Does my money transfer to my Home country affect the Global Economy?

Do you ever think about how to send money to Pakistan? In this article, we will discuss how remittances affect the global economy and also the economy of the recipient country.

We will first define remittances and then take a brief look at why are remittances necessary.

Remittance: – It is derived from the root word “remit” meaning “to send back”. Thus remittances can be defined as the sum of money an overseas worker send back home.

Let’s now take a closer look at remittances with statistics.

  • A study showed that the effects of remittances have been continually positive on the economic growth of around 80 underdeveloped countries.
  • In the past decade alone, remittances outgrew the traditional capital inflows into the developing countries. These inflows typically come in the form of foreign aid.
  • World Bank’s 2019 Migration and Developmental Brief noted that the annual money transfer to Pakistan and to the other Middle and Low-Income Countries (MLICs) had reached a record high of 529 billion USD in 2018.
  • Remittance holds a different value which is unlike the typical foreign aid since remittances do not have to pass through different government channels which create bottlenecks due to bureaucratic necessities, and instead, they reach directly to the beneficiary through the simple money transfer channels such as ACE Money Transfer company.
  • Remittances have a household-to-household contact away from the government institutions. It does not mean remittances move freely without government checks. These funds are rather regulated by the official regulatory bodies through the money transfer companies.
  • A lead economist at the World Bank describes remittances as ‘’dollars wrapped with care’’.
  • Generally, migrant workers belong to third world countries whose economy is weak and pushed most people below the poverty line. This diaspora sends back remittances to fulfil the basic necessities of life such as food, shelter and education etc. All in all, remittances help the poorer segments of society lead decent life.
  • When remittances are received for these needs and necessities, they have a direct impact on poverty reduction and reduced levels of poverty are the biggest indication for the economic uplift of a country.
  • Through remittances, investment opportunities are created which pave the way for jobs, and thus skilled human capital begins to develop which has a direct effect on the macro-level.
  • Remittances help the flow of capital and funds in an economy since the beneficiaries tend to invest in business opportunities that keep arising. This flow of capital in any economy is vital to economic growth and sustainability.
  • A mere 10% increase, on average, in remittances can help GDP with a 0.66% increase which is huge, depending on the size of the economy. Online money transfers to Pakistan through companies like ACE are the most important sources to increase the foreign reserves of a developing country like Pakistan.
  • There is a direct and positive relation between remittances and economic development as through remittances people invest their capital which gives birth to a positive and economically healthy output.

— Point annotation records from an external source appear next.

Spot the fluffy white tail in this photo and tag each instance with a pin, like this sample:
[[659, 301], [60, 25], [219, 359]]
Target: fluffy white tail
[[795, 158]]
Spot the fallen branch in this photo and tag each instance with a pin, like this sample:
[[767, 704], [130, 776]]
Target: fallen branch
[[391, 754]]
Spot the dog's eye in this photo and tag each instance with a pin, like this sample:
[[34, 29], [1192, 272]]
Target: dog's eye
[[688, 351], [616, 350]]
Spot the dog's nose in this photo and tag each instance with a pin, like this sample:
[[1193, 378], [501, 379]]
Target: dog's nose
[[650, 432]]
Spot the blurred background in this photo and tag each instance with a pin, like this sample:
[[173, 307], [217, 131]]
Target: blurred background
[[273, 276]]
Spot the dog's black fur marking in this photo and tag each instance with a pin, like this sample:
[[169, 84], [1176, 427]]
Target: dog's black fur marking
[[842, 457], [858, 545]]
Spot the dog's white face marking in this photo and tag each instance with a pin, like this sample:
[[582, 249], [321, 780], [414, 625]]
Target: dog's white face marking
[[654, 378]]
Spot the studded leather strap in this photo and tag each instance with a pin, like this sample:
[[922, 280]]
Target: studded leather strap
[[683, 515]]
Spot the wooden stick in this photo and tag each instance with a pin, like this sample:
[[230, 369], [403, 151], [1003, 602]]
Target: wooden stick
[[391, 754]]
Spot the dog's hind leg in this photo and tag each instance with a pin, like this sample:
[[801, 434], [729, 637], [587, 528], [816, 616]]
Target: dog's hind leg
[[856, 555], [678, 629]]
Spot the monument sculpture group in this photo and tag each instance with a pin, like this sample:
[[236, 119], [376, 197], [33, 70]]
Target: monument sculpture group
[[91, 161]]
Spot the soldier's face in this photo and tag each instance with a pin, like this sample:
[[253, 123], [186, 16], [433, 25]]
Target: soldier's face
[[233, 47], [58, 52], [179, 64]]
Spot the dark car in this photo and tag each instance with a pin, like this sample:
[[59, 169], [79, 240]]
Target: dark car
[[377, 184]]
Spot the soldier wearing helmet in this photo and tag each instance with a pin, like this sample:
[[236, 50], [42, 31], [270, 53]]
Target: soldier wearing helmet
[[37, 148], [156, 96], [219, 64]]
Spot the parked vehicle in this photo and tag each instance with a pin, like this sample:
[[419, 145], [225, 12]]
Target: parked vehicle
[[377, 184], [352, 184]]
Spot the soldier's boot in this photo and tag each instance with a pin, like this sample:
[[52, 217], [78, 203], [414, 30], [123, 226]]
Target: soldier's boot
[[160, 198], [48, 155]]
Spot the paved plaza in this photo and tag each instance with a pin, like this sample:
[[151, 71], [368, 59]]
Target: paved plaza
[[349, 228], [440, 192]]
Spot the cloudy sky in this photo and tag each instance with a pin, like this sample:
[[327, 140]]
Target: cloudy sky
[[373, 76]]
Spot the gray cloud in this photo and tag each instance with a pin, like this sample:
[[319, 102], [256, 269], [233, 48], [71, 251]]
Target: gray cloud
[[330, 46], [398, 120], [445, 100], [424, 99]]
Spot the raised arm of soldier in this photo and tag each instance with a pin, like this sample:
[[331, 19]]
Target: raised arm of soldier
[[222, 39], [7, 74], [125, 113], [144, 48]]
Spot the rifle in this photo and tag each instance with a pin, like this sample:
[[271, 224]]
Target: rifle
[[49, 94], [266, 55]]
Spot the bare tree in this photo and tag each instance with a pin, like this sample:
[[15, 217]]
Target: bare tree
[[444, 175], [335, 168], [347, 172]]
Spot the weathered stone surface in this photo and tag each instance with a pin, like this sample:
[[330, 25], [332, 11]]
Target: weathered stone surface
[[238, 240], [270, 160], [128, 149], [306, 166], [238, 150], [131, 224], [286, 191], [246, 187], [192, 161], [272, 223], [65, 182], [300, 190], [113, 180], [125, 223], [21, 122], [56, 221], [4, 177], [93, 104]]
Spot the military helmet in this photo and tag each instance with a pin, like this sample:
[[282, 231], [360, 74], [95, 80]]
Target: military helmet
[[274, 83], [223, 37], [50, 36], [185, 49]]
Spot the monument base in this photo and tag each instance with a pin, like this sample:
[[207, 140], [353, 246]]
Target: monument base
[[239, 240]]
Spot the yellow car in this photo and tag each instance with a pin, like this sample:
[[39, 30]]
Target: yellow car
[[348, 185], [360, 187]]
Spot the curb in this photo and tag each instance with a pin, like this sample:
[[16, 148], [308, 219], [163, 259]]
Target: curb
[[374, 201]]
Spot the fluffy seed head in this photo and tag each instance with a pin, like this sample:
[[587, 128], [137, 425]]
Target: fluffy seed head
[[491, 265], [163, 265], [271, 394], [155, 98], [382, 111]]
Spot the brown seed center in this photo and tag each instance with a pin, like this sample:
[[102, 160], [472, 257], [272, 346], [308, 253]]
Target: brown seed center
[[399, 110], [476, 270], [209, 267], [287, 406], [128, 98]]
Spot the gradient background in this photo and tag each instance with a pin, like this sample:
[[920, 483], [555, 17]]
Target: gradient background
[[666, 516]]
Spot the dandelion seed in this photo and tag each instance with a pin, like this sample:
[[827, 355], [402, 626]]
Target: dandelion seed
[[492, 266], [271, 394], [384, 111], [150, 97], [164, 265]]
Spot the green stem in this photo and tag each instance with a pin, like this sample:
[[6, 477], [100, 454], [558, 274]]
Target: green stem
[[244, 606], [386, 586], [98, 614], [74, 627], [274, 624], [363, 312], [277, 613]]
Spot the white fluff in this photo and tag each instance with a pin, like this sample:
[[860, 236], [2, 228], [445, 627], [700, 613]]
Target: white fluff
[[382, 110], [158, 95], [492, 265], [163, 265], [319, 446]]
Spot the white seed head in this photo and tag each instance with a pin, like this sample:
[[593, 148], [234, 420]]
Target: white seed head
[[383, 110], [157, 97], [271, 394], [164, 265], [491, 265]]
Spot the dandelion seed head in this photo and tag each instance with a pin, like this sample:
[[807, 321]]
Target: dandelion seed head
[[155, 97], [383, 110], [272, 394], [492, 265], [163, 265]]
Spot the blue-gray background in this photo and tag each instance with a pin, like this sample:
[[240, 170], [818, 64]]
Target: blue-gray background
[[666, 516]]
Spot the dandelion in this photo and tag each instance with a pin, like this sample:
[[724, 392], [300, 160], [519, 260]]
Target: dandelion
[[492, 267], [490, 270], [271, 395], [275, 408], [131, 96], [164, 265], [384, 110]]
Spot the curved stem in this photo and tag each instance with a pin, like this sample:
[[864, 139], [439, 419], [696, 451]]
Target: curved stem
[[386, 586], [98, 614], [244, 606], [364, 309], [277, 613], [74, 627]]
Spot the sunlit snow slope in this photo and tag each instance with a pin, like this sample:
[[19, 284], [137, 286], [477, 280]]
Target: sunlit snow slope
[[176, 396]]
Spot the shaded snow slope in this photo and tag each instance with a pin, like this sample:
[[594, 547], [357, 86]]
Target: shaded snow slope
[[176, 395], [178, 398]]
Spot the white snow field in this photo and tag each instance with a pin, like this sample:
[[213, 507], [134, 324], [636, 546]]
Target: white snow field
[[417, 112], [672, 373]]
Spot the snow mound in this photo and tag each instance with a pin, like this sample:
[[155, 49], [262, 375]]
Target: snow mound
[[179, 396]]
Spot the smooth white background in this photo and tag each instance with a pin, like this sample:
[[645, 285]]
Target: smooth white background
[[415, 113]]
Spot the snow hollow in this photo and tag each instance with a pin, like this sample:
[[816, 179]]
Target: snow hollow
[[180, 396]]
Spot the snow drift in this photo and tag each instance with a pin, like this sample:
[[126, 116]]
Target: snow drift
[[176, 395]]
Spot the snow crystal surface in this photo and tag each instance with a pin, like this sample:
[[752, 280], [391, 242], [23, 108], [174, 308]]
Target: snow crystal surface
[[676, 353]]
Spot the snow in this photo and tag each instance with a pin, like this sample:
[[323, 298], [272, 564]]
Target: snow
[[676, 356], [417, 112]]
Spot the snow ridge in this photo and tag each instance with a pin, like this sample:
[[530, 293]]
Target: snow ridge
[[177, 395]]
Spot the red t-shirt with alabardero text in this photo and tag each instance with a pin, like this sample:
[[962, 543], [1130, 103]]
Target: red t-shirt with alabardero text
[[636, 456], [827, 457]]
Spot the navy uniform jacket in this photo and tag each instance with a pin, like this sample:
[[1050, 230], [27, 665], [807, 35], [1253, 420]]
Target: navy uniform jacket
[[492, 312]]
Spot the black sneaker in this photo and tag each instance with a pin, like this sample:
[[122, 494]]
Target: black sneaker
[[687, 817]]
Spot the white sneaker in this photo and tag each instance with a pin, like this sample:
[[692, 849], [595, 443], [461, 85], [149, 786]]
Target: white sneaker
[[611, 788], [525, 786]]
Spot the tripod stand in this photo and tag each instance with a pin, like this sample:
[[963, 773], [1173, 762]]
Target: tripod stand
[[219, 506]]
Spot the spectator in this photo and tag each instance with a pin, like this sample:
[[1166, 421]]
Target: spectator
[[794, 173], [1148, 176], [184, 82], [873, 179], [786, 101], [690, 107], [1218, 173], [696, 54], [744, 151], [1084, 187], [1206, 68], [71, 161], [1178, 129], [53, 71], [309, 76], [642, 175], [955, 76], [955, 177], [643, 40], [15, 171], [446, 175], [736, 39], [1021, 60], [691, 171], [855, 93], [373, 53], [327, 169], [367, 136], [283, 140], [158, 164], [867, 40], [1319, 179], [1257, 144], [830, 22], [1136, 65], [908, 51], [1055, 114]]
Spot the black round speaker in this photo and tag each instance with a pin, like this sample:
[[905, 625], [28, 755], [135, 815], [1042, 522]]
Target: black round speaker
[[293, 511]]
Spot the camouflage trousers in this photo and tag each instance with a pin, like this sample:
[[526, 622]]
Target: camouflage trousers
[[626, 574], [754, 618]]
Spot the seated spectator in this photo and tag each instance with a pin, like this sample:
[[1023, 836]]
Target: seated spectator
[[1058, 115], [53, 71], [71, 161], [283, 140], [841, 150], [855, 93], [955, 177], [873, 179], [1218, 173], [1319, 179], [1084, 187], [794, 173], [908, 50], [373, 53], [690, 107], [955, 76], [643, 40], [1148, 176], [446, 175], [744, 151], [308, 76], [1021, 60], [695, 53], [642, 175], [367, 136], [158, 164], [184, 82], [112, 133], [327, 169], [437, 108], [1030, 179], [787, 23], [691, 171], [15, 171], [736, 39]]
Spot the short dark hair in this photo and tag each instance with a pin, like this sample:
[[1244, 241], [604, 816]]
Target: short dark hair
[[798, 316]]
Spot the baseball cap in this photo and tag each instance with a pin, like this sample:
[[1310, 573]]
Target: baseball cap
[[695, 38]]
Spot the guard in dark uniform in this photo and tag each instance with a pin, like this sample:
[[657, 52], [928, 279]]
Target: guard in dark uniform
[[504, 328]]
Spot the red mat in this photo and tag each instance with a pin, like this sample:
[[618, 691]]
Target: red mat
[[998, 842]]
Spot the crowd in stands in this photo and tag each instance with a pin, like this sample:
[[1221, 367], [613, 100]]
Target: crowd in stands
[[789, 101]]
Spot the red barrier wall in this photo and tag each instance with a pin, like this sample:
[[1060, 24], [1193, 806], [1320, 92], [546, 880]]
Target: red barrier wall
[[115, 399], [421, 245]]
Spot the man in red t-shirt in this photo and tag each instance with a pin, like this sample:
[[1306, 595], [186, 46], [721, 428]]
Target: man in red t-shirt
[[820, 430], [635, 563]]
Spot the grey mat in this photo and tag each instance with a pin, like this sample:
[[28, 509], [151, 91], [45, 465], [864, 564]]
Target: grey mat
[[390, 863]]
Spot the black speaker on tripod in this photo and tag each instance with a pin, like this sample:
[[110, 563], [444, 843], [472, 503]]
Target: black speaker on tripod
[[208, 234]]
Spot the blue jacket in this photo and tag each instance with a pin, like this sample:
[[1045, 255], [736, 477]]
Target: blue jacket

Conclusion: – From all of the above, we can safely conclude that remittances do impact the national and global economies positively but the scale and intensity of these positive impacts differ from country to country. Another point to note is that the countries which facilitate the international transfer of funds to Pakistan from anywhere or remittances across borders have recorded lasting positive economic effects. This is one of the reasons why many governments are now ensuring that the rules regulating international money transfers are flexible to facilitate diasporas send money to Pakistan online.